From 11 am to 6 pm on Friday, Feb. 19, you can have 1.5 pounds of broiled Southern hospitality.
You will get $1 off all beers if you wear Mardi Gras beads between 11 am and 6 pm.
After 6 pm, normal service will commence with various crawfish specials offered throughout the evening.
They recommend reservations for parties of six or more.
Feb. 21: Fat Tuesday Brewmaster’s Dinner
Five courses of Creole food paired with five craft brews from Anderson Valley Brewing Company.
6 or 7 pm seating, $50 per person
For more information and tickets, click HERE.
After 8 pm, the restaurant and bar will be open for drinks and special Mardi Gras-themed dishes until 10 pm. The bar may stay open later.
Make sure you stop by before, during or after the Hillcrest Mardi Gras celebration.
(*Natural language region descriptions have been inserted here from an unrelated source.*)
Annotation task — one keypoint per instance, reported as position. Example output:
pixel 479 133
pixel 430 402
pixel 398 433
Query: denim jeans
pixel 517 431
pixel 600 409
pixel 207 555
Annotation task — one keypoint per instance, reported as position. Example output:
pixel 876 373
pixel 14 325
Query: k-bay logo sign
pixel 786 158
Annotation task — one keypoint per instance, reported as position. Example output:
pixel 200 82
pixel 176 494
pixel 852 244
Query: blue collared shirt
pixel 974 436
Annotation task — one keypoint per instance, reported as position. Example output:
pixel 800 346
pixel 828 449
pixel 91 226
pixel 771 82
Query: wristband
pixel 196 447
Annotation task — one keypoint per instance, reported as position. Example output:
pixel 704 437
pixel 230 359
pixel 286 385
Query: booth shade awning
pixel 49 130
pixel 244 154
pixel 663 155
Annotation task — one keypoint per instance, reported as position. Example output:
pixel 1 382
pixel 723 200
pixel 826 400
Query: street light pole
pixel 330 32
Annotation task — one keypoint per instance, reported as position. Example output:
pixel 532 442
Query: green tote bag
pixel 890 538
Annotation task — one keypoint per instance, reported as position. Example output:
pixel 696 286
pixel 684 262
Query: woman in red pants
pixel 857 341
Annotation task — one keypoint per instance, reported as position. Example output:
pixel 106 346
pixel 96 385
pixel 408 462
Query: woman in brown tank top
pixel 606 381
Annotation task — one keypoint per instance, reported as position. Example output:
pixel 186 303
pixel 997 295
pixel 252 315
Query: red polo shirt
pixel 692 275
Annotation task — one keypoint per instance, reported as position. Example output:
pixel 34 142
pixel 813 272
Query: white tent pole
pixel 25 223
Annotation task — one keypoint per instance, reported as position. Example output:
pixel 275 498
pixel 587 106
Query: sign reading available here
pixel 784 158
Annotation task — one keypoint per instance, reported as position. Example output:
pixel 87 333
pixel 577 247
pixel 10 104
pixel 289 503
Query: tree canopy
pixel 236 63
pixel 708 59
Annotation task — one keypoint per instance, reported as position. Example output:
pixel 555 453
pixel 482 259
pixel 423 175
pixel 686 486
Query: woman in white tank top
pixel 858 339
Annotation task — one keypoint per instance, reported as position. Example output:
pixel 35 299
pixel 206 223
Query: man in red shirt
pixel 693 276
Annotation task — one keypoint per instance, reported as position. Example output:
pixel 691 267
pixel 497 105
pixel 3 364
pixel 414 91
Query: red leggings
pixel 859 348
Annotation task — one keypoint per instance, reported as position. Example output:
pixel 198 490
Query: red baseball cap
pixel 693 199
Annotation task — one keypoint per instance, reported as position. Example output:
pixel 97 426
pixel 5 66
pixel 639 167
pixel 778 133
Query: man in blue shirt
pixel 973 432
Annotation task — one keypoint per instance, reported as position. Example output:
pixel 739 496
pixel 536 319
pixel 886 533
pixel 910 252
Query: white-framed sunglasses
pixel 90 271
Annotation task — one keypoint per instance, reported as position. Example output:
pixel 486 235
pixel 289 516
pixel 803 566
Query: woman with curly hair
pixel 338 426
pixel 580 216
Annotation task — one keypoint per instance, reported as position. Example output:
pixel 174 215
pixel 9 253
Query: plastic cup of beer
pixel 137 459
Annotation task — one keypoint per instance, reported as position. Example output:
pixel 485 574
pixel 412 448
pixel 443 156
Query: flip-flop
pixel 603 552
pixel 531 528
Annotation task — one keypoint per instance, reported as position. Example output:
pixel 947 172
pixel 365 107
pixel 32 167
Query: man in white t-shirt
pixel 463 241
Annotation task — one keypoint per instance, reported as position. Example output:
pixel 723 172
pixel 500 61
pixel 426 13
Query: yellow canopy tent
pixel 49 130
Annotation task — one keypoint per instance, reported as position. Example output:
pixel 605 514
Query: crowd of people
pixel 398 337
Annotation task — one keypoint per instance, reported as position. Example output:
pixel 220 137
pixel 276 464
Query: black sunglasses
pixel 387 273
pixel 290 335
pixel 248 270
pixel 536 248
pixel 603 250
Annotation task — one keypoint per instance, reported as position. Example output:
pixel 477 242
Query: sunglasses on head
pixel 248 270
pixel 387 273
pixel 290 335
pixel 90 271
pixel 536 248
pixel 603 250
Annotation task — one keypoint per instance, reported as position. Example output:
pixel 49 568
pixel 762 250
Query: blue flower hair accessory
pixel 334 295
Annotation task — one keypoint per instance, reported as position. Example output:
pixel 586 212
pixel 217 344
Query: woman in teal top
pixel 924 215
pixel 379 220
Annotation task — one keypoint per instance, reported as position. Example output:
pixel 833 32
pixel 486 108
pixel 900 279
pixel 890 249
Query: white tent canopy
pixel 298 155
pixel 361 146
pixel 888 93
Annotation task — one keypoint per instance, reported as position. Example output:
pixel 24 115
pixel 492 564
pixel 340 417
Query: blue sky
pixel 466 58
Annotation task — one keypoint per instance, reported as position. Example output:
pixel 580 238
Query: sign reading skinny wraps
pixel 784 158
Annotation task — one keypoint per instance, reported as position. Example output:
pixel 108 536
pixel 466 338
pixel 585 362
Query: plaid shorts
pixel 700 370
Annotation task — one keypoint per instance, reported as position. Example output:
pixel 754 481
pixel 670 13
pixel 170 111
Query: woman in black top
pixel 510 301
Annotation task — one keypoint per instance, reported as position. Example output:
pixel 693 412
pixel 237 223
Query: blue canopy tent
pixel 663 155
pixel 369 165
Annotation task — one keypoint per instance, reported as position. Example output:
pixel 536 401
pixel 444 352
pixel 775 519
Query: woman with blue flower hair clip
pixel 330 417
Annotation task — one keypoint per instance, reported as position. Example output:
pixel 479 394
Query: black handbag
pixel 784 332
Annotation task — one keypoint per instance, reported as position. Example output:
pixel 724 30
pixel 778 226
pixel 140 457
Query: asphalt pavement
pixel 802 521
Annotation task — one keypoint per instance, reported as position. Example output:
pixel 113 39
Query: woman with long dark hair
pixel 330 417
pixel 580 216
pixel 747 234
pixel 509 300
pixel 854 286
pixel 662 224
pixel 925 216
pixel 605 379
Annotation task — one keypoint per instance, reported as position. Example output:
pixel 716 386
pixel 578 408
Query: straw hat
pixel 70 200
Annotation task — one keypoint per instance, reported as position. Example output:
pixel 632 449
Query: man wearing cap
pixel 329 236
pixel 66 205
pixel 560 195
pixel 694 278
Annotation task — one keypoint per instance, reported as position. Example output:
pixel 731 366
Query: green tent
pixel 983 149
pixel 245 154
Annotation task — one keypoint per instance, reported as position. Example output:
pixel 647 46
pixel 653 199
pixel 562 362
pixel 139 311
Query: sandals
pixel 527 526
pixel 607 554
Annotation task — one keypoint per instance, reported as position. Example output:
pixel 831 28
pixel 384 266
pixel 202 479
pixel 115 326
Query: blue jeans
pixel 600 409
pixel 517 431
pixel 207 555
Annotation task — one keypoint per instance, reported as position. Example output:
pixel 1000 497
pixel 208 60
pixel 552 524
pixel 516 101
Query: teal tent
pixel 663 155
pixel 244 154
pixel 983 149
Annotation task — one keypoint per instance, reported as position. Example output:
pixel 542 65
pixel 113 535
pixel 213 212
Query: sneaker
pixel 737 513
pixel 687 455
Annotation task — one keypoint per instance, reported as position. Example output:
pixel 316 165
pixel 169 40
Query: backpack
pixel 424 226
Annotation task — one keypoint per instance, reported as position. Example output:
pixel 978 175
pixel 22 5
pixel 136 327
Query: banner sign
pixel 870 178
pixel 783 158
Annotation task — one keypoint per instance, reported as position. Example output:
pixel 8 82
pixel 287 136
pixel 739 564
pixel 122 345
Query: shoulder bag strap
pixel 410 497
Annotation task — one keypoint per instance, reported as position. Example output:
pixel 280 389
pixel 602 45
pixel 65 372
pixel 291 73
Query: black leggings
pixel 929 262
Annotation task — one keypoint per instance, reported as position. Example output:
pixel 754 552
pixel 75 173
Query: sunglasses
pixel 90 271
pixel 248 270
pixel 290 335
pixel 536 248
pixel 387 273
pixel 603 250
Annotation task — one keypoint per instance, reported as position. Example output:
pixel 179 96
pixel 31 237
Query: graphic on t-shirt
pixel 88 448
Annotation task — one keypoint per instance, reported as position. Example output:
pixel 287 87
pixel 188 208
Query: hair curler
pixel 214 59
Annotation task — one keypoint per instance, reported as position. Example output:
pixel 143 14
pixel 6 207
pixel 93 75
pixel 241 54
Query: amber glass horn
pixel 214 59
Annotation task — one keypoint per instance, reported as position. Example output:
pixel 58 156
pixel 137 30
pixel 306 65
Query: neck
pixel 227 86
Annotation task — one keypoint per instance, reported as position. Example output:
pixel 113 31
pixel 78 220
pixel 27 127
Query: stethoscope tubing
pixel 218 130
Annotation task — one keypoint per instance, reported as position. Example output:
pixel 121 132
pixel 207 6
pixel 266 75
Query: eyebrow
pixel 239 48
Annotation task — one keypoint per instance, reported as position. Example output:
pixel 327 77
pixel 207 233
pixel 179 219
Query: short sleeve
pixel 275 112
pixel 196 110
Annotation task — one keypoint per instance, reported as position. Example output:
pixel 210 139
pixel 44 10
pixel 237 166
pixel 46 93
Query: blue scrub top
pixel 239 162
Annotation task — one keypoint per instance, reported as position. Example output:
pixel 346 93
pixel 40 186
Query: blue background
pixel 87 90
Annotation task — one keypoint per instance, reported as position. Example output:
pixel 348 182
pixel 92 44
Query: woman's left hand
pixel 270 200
All in all, Local Habit has some of the most creative items on their menu that we’ve ever seen. And you won’t find them wasting any food; leftovers will appear in other dishes on the daily specials menu or even in the next day’s bread.
Even the most discerning craft brew drinker will never be disappointed with their ever-changing selections from thoughtfully chosen breweries that often take on the theme of the moment.
"The two things I wouldn’t have ever tried (Mirliton and cauliflower) were my favorites," Sour said at the end of our meal.
Climb out of your comfort zone and try something new at Local Habit. We don't think you will be disappointed you did.